FTW INVESTMENTS

Invest Wisely: No End In Sight

What do we mean when we say we’ll wait to do something “when the smoke clears?”

​​If you’re like me, it means that if some part of our lives has been disrupted, we’ll typically wait for the disruption to settle or go away before assessing the new landscape formulating a path forward.

​​After a battle during a war or major military conflict, leaders from both sides will often evaluate the damage, reassess their resources and adjust their game plans once the smoke settles.

Speaking of disruptions, the entire world has been dealing with one of the most devastating and lasting disruptions the world has ever seen – the COVID-19 pandemic, which has had far-reaching and lasting effects on every aspect of our lives – from the social to the economic.

As the smoke clears from the economic gut-punch of the pandemic, what can investors take away from the crisis, and what are they to make of the commercial real estate investing landscape going forward – specifically in the multifamily segment?

​​One of the key takeaways from a crazy 2020 is that multifamily is resilient. It will make one of the quickest rebounds of any commercial real estate (CRE) segment. ​​It will continue to show strong demand as we advance – ideally positioned to insulate investors from the potentially damaging effects of inflation.
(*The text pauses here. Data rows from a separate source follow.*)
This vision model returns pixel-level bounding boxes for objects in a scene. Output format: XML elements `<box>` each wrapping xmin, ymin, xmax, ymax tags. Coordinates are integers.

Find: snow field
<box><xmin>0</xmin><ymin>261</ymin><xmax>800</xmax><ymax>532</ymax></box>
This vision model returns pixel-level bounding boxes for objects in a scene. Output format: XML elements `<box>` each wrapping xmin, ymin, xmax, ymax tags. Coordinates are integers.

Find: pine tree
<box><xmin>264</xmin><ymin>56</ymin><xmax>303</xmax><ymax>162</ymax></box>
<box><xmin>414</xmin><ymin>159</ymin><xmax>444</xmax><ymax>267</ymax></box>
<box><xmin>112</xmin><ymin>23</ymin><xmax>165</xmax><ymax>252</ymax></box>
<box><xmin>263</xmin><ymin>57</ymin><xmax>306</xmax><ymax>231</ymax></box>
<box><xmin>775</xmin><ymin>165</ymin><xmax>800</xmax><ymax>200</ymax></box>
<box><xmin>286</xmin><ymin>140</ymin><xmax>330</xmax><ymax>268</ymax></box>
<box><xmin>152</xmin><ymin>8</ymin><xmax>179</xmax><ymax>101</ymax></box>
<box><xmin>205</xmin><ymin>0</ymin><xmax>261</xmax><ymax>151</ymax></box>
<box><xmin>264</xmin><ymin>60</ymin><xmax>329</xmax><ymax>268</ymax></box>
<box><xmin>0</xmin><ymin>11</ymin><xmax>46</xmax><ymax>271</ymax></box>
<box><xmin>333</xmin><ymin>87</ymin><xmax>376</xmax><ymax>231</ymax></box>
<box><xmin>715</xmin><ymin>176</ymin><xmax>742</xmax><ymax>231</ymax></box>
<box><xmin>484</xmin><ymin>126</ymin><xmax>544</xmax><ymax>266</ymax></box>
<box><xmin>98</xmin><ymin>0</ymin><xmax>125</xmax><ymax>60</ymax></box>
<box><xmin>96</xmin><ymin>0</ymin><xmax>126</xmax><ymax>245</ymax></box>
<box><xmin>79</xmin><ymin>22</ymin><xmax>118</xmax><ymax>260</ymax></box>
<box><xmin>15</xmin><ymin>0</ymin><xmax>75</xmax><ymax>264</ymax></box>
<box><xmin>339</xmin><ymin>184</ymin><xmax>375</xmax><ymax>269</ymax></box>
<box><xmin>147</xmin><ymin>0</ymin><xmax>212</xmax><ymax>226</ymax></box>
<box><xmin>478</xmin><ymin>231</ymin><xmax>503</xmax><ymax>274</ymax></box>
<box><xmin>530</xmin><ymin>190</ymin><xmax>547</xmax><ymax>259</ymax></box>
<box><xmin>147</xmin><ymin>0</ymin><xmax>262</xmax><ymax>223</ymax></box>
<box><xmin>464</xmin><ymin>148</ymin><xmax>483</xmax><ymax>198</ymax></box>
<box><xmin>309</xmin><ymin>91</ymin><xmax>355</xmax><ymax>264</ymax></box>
Multifamily, along with every other CRE segment, suffered in the early days of the pandemic, but as the year wore on, multifamily proved its resilience.

​​According to CBRE, multifamily weathered the 2020 recession better than most property sectors – only industrial held up better – and market deterioration was far less than in previous recessions. Multifamily is expected to recover to pre-pandemic levels by the end of 2021.

Data from the National Multifamily Housing Council (NMHC) shows that from April 2020 to February 2021, monthly rent collections in multifamily units were off only 0.1 to 3.1 percent compared to the prior year’s collections. Class B and Class C assets performed exceptionally well. While occupancy rates, rent collection rates, and overall rental rates dropped among Class A assets, they barely declined at mid-range properties.

While Class A properties experienced declines in 2020, especially in urban areas when businesses and social gatherings shut down, two factors helped bolster Class B and C demand – specifically for workforce housing.

​​These factors included:  their suburban location and their appeal to occupations such as teachers, healthcare workers, manufacturing employees, and trade professionals whose work still requires a physical presence.

As the dust settled, one of the pandemic’s new norms was the remote workplace phenomenon. Untethered by a physical workplace and a daily commute, many workers moved away from more crowded urban locations to more open suburban locations. Class B and C properties – driven by workforce housing – benefited greatly from this shift.

Does multifamily demand show any signs of waning? Not at all. There is no end in sight for growing demand.

​​In the short-term, multifamily will experience rising demandlargely from “unbundling” – certain renters moving out of their parent’s homes or friends as job opportunities provide more financial flexibility to live independently.

In the long-term, high demand for homes and limited housing stock will continue to contribute to rising rental demand.

​​”Demand is high due to record levels of household formation and a range of other factors, while supply is constrained due to the hot home sales market and slower deliveries of new properties,” says Jonas Bordo, CEO, and co-founder of Dwellsy.

What this all means for the rental market is that high demand and low supply will result in continued rising rents.

​Here are some eyebrow-raising statistics about the state of the rental market from Axios:

  • Rents are up 9.6% nationwide in 2021, to an average of $1,649 a month, according to Dwellsy, which calls itself the largest rental housing platform in the country.
  • “Renting activity is back to pre-pandemic levels — up 13% in the first half of 2021 compared to the same time last year,” per RENTCafé. It adds that the two groups pushing rents up most are Gen Z and high-earning millennials.
  • “Every one of the nation’s 100 largest metro areas has seen month-over-month rent growth over the last five months,” Christopher Salviati, economist for Apartment List, tells Bloomberg.

For investors, it helps that rising wages from labor shortages have supported these rental increases.

Suppose you’re an investor who likes to wait for the dust to settle before forging a plan forward. In that case, it’s clear from what we’ve learned about multifamily during and after the pandemic; the path ahead should include multifamily in the mix.

To summarize, here are the reasons why a wise portfolio should include multifamily in its allocation:

  • Recession resilience.
  • Correlates with inflation. Rising prices mean sustained rising rents because people will always need shelter.
  • Demand with no end in sight as a shortage of homes drives multifamily demand.